Well, we don't know how old he is, other than that he is presumably rather older than Mrs Bennet, as men tended not to marry until they could support a family and were usually older than their wives.
But even given the average life expectancy in England in, say, 1800 (c 40 -- though that obviously is massively skewed by infant mortality) that's not factoring in the chancier risks like epidemics, accidents and diseases then untreatable by medicine that made sudden death something Austen's period had to factor into their plans more than we do. I mean, one does see the point of Mrs Bennet's anxiety to marry her daughters before Mr Bennet dies and leaves them in reduced circumstances in which making a good match will be much harder.
Which is a long way round of saying that while Mr Collins might have decades of parishes, it wouldn't be that unlikely for him to inherit Longbourn quite suddenly, either.
For comparison, John and Fanny Dashwood, discussing whether to give the 40 year old Mrs Dashwood an annuity in Sense and Sensibility, say this:
“To be sure,” said she, “it is better than parting with fifteen hundred pounds at once. But, then, if Mrs.
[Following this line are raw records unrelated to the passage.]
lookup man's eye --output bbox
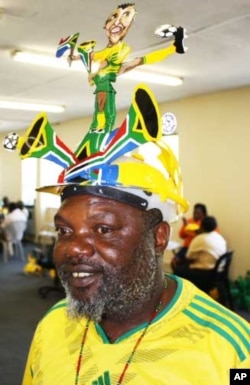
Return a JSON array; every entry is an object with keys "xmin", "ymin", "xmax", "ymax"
[
  {"xmin": 55, "ymin": 226, "xmax": 69, "ymax": 235},
  {"xmin": 96, "ymin": 226, "xmax": 112, "ymax": 234}
]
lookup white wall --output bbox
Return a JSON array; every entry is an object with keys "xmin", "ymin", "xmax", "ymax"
[{"xmin": 0, "ymin": 87, "xmax": 250, "ymax": 277}]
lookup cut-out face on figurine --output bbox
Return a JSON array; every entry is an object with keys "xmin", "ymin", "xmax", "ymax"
[{"xmin": 104, "ymin": 4, "xmax": 136, "ymax": 46}]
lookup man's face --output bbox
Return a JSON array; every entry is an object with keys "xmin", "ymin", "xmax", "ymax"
[
  {"xmin": 104, "ymin": 5, "xmax": 136, "ymax": 45},
  {"xmin": 54, "ymin": 195, "xmax": 157, "ymax": 321}
]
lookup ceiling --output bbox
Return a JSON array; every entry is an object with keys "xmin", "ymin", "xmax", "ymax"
[{"xmin": 0, "ymin": 0, "xmax": 250, "ymax": 132}]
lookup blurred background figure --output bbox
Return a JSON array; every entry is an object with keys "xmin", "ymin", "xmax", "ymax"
[
  {"xmin": 174, "ymin": 216, "xmax": 227, "ymax": 272},
  {"xmin": 16, "ymin": 201, "xmax": 29, "ymax": 221},
  {"xmin": 171, "ymin": 203, "xmax": 207, "ymax": 269}
]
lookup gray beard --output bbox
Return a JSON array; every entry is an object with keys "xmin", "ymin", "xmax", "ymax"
[{"xmin": 58, "ymin": 231, "xmax": 157, "ymax": 322}]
Dashwood should live fifteen years we shall be completely taken in.”
“Fifteen years! my dear Fanny; her life cannot be worth half that purchase.”
“Certainly not; but if you observe, people always live for ever when there is an annuity to be paid them; and she is very stout and healthy, and hardly forty."
I do entirely sympathise with Charlotte, though -- she's married purely so as not to spend the rest of her days a resented drain on her brothers' resources, so she understandably wants Mr Collins in the best possible financial position.